Het Hof heeft de verdachte veroordeeld tot betaling van een bedrag van € 696,- aan de benadeelde partij [betrokkene 1]. Voorts heeft het Hof onder aanhaling van art. 36f Sr aan de verdachte de verplichting opgelegd tot betaling aan de Staat van een bedrag van € 696,- ten behoeve van het slachtoffer [betrokkene 1] met de bepaling dat, bij gebreke van betaling en verhaal, vervangende hechtenis wordt toegepast voor de duur van 13 dagen.
3.4.
In aanmerking genomen dat het voornoemde onder 3.2.3 opgenomen stuk inhoudt dat niet [betrokkene 1] maar de rechtspersoon [A] BV zich als benadeelde partij heeft gevoegd, heeft het Hof kennelijk bij vergissing bij de toewijzing van de vordering van de benadeelde partij en de oplegging van de schadevergoedingsmaatregel in het dictum de naam [betrokkene 1] genoemd in plaats van de naam van de rechtspersoon [A] BV.
De Hoge Raad leest de beslissing van het Hof in zoverre verbeterd.

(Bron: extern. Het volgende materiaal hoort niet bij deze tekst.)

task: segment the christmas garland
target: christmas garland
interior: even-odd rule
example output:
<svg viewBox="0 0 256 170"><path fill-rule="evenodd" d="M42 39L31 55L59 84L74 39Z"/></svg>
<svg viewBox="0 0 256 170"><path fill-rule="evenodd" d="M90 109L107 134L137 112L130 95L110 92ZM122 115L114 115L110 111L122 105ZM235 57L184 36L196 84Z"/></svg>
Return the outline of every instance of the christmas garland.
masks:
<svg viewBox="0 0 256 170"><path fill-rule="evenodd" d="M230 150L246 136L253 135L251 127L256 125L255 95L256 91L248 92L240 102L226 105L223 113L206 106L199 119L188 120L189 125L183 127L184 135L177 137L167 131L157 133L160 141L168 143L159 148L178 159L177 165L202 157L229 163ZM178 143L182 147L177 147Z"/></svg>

Hierdoor komt aan het middel de feitelijke grondslag te ontvallen zodat het niet tot cassatie kan leiden.

4.Beslissing

De Hoge Raad:
verstaat het dictum in de bestreden uitspraak aldus dat:
(i) het toegewezen bedrag aan schadevergoeding van € 696,- te vermeerderen met de wettelijke rente vanaf 17 mei 2015 tot aan de dag der algehele voldoening wordt toegekend aan de benadeelde partij [A] BV;
(ii) de verplichting tot betaling aan de Staat van € 696,- te vermeerderen met de wettelijke rente vanaf 17 mei 2015 tot aan de dag der algehele voldoening ten behoeve van het slachtoffer wordt opgelegd ten behoeve van [A] BV;
verwerpt het beroep.
Dit arrest is gewezen door de vice-president W.A.M. van Schendel als voorzitter, en de raadsheren A.L.J. van Strien en J.C.A.M. Claassens, in bijzijn van de waarnemend griffier A. El Mokhtari, en uitgesproken ter openbare terechtzitting van
22 mei 2018.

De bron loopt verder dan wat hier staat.